Der belangten Behörde kann daher nicht entgegengetreten werden, wenn sie diese Hinweise des Beschwerdeführers auf seine berufliche Tätigkeit als Tabaktrafikant als nicht ausreichend beurteilt hat, um im Sinne der oben zitierten Rechtsprechung eine über bloße Vermutungen und Befürchtungen hinausgehende konkrete Gefährdung darzutun.
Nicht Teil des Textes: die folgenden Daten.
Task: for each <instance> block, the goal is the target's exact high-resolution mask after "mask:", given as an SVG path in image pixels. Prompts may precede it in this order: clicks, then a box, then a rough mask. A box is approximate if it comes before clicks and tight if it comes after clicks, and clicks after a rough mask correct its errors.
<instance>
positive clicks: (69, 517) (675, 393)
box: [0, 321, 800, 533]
Das Vorbringen des Beschwerdeführers im Verwaltungsverfahren war damit nicht geeignet, den Bedarf zum Führen einer genehmigungspflichtigen Schusswaffe nachzuweisen und damit den Anspruch auf Ausstellung eines Waffenpasses gemäß § 21 Abs 2 erster Satz WaffG darzulegen. Aus diesem Grund erweist sich auch die an die Nichtdurchführung der dazu beantragten Beweise geknüpfte Verfahrenrüge als nicht zielführend.

Die Beschwerde war daher gemäß § 42 Abs 1 VwGG als unbegründet abzuweisen.

Die Kostenentscheidung gründet auf die §§ 47 ff VwGG iVm der VwGH-Aufwandersatzverordnung 2008, BGBl II Nr 455.